= Johann Christian August Heyse =

German grammarian and lexicographer

Johann Christian August Heyse (21 April 1764 in Nordhausen – 27 June 1829 in Magdeburg) was a German grammarian and lexicographer.
He was the father of philologist Karl Wilhelm Ludwig Heyse (1797–1855), who edited and revised several of the elder Heyse's works.
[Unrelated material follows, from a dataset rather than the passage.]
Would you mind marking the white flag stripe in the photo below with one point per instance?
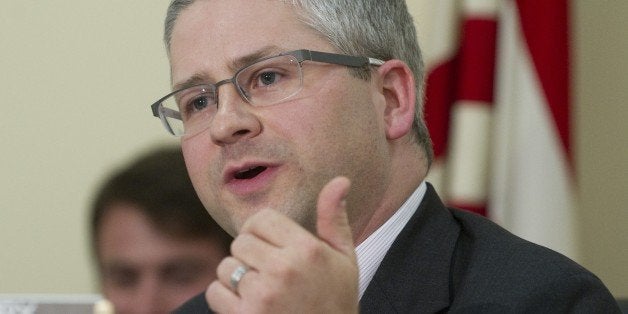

From 1783 to 1786 he received his education at the University of Göttingen. He later was a schoolteacher in Oldenburg (from 1792), an academic rector in Nordhausen (from 1807) and a school director in Magdeburg (from 1819 until his death).

== Selected works ==
He is chiefly known for his work in the field of German school grammar. He wrote:
- "Kleine theoretisch-praktische deutsche Grammatik : ein Auszug aus dem grössern Lehrbuche der deutschen Sprache" (3rd edition 1821).
- "Theoretisch-praktische deutsche grammatik" (4th edition 1827).
- "Leitfaden zum Unterricht in der deutschen Sprache" (twenty-fifth edition, 1885).
- "Deutsche Schulgrammatik", (twenty-sixth edition by Otto Lyon, 1900).
- "Allgemeines verdeutschendes und erklärendes Fremdwörterbuch : mit Bezeichnung der Aussprache und Betonung der Wörter nebst genauer Angabe ihrer Abstammung und Bildung (19th edition by Otto Lyon, 1910).